# ArrayIndexOutOfBoundException 1<=1



## Paul279 (28. Okt 2012)

Guten Abend,
hier habe ich einen Codeteil, der mir bei mehrmaligen aufrufen einen ArrayIndexoutOfBoundsException liefert.

Das komische ist 2,3,4 mal geht der Code und beim fünften Mal nicht mehr?
Es ist auch nicht immer das fünfte mal. Der Fehler kommt immer zufällig wann es ihm gefällt. D.h. es kann schon manchmal sein, dass die Methode 10mal aufgerufen wird und dann erst eine ArrayOutOfBoundException liefert.

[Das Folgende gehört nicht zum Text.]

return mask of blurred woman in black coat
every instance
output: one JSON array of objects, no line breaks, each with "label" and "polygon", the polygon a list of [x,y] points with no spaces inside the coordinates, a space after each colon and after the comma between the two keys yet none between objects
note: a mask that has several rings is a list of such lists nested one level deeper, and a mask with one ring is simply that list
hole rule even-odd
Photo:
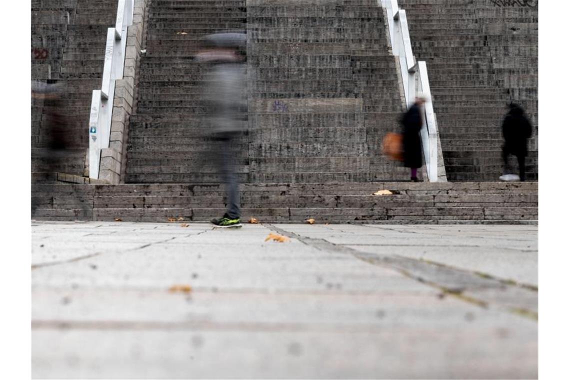
[{"label": "blurred woman in black coat", "polygon": [[420,130],[423,124],[421,107],[425,101],[425,96],[417,96],[414,104],[402,118],[402,124],[404,125],[404,166],[411,169],[410,179],[414,182],[419,182],[418,168],[422,167],[422,142],[420,137]]}]

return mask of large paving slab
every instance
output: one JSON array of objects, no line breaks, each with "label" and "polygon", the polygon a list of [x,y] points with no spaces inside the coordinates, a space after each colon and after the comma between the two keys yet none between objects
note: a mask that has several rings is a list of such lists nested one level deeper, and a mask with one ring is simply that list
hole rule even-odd
[{"label": "large paving slab", "polygon": [[[182,223],[32,223],[35,378],[538,377],[536,290],[472,276],[487,268],[474,243],[454,261],[457,226]],[[536,227],[514,227],[459,229],[488,235],[492,261],[500,236],[535,248]],[[397,243],[414,238],[442,256]]]}]

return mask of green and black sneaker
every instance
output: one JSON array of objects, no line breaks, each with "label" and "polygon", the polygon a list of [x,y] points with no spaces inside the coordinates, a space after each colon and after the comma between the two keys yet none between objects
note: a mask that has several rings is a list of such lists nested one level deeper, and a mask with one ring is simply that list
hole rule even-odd
[{"label": "green and black sneaker", "polygon": [[242,226],[241,219],[239,218],[233,219],[227,214],[223,214],[223,216],[219,219],[213,219],[210,222],[222,228],[239,228]]}]

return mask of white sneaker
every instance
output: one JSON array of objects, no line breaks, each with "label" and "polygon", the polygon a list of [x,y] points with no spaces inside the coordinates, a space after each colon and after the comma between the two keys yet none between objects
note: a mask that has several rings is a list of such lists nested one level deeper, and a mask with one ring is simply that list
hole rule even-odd
[{"label": "white sneaker", "polygon": [[520,181],[520,177],[516,174],[504,174],[499,177],[501,181]]}]

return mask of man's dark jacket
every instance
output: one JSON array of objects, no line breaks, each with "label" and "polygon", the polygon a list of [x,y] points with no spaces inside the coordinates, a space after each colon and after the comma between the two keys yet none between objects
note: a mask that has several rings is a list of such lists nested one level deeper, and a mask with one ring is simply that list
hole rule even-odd
[{"label": "man's dark jacket", "polygon": [[503,121],[503,137],[506,153],[526,156],[527,140],[532,135],[532,126],[524,116],[524,111],[517,105],[511,105]]}]

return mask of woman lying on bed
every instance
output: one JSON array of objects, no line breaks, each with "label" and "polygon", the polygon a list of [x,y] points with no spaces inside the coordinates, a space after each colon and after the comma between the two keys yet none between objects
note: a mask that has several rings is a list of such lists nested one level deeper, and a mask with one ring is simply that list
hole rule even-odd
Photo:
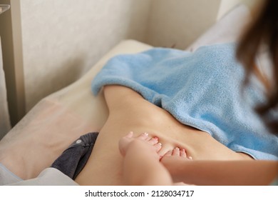
[{"label": "woman lying on bed", "polygon": [[[277,6],[266,8],[271,7]],[[275,10],[263,11],[260,19],[277,21],[277,17],[264,16],[269,12]],[[277,104],[277,69],[274,67],[276,75],[269,95],[264,98],[262,85],[257,81],[262,81],[262,76],[251,66],[264,41],[259,39],[271,37],[272,26],[267,27],[269,29],[260,26],[273,23],[260,22],[250,29],[257,37],[250,37],[248,32],[238,49],[240,60],[250,66],[247,74],[259,74],[259,79],[250,79],[243,90],[245,74],[236,61],[237,46],[234,44],[203,47],[193,54],[155,49],[108,62],[94,79],[93,89],[97,94],[103,86],[109,116],[76,181],[81,185],[124,184],[118,141],[133,131],[137,135],[148,132],[150,136],[157,136],[163,144],[160,156],[177,146],[186,149],[192,161],[182,161],[180,167],[162,159],[173,177],[182,177],[175,181],[193,184],[269,184],[277,174],[278,162],[254,159],[278,160],[278,137],[268,131],[254,108],[265,103],[259,114],[270,121],[277,133],[277,119],[269,111]],[[269,50],[277,66],[277,43],[265,41],[275,44]],[[249,48],[254,44],[259,45]]]}]

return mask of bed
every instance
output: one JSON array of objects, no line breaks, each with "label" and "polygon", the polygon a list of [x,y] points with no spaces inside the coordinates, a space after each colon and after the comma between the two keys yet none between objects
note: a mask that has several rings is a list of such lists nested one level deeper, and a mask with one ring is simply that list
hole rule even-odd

Manchmal schon beim 2tenmal.

Der Fehler tritt bei "Client.defaultTableModelTaenze = new DefaultTableModel(dataTable, COL_IDENTIFIER_TAENZE);" auf.

Wo ist der Fehler, was mache ich falsch, darf ich es nicht so schreiben?

Als Zusatzinformation:
Ich ändere nicht die COL_IDENTIFIER_TAENZE oder bekomme andere Daten(dataTable)
dataTable haben immer die selbe Row-Anzahl und Columanzahl.

dataTable ist von den Daten auch immer fast ident, höchstens, dass sich eine Zahl von 4 auf 6 oder ein Name von "Paul" zu "Mari" ändert.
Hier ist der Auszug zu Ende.